The erasure of the events in Sheikh Jarrah, though, is still jarring.
One would have thought that given the tumultuous events of the past year - from the Black Lives Matter movement to the Covid-19 pandemic which exposed a decrepit, unequal America - that US mainstream media would have shifted gears, rethinking their own complicity, or at least exploring American duplicity.
But they apparently remain unmoved.
Official silence
Part of the problem is that there is no one to hold Israel to account. Palestinian civil society activists have called upon the International Criminal Court to include the evictions in Sheikh Jarrah as part of its ongoing investigations, but both Israel and the US have rejected the ICC’s right to hold Israel to account.
On Sheikh Jarrah, the US government has refused to condemn the state-sponsored actions of the settlers. On Wednesday, numerous American lawmakers called on the State Department to break their silence. Representative Marie Newman, for instance, demanded that the State Department “immediately condemn these violations of international law as Palestinians are forcibly being removed from their homes in East Jerusalem”.

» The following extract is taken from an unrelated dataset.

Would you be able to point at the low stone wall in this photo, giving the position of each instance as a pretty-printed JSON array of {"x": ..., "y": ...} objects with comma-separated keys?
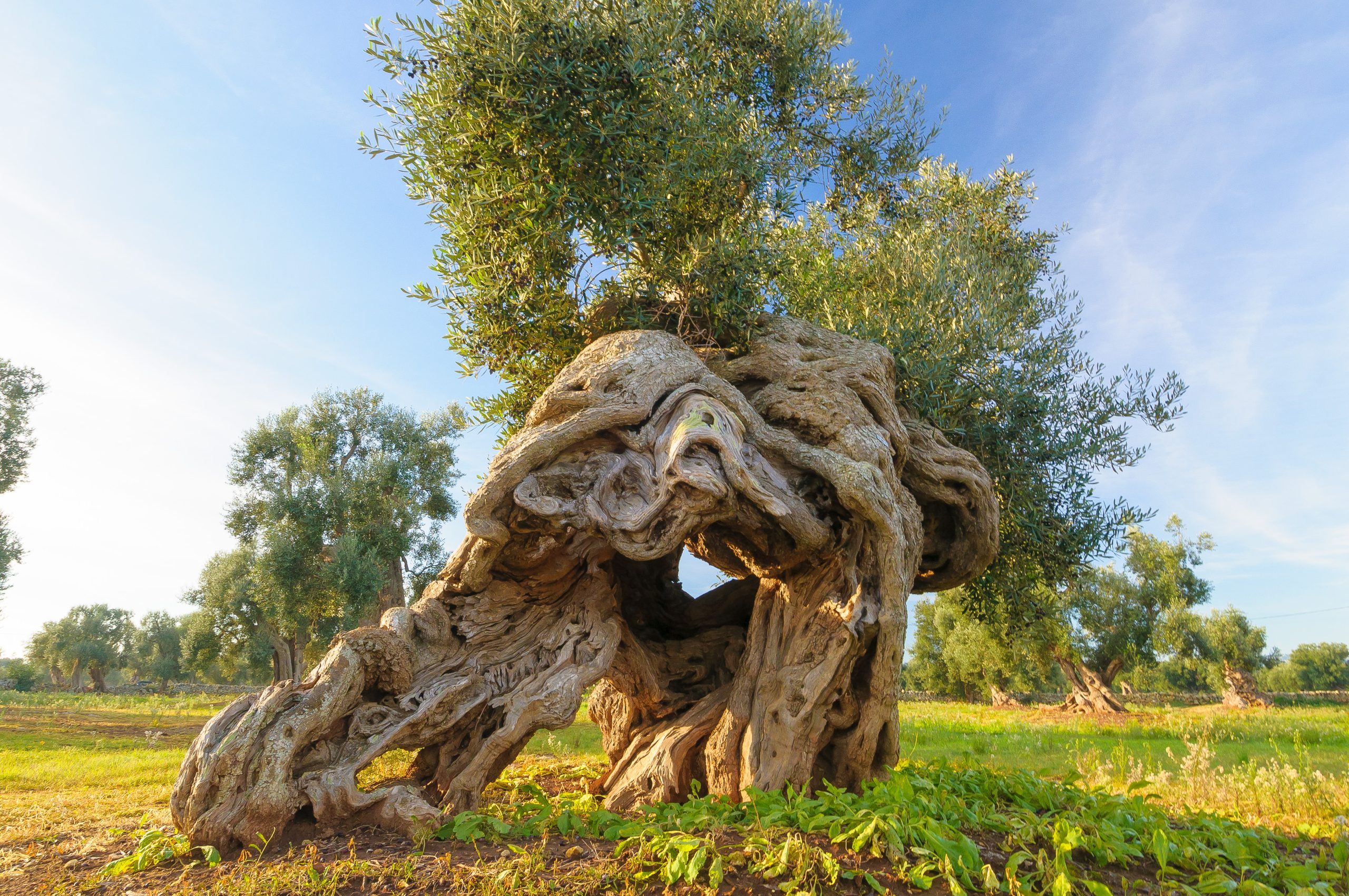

On Thursday, a spokesperson for State Department told Middle East Eye it was “deeply concerned”.
“As we have consistently said, it is critical to avoid unilateral steps that exacerbate tensions or take us further away from peace, this includes evictions, settlement activity and home demolitions,” the spokesperson added.
The United Nations has been equally pallid on the matter. Its leadership, too, has shown itself barely capable of reiterating its oft-repeated position that “all settlement activities, including the evictions and demolitions, are illegal under international law”.
Meanwhile, the facts on the ground continue to change. Today, tomorrow, the evictions will continue; more lives destroyed, more homes taken over. And it seems the US mainstream media is well aware that if there are no consequences for displacing and expelling Palestinians from their homes, there are surely no consequences for the media to erase these crimes.
The views expressed in this article belong to the author and do not necessarily reflect the editorial policy of Middle East Eye.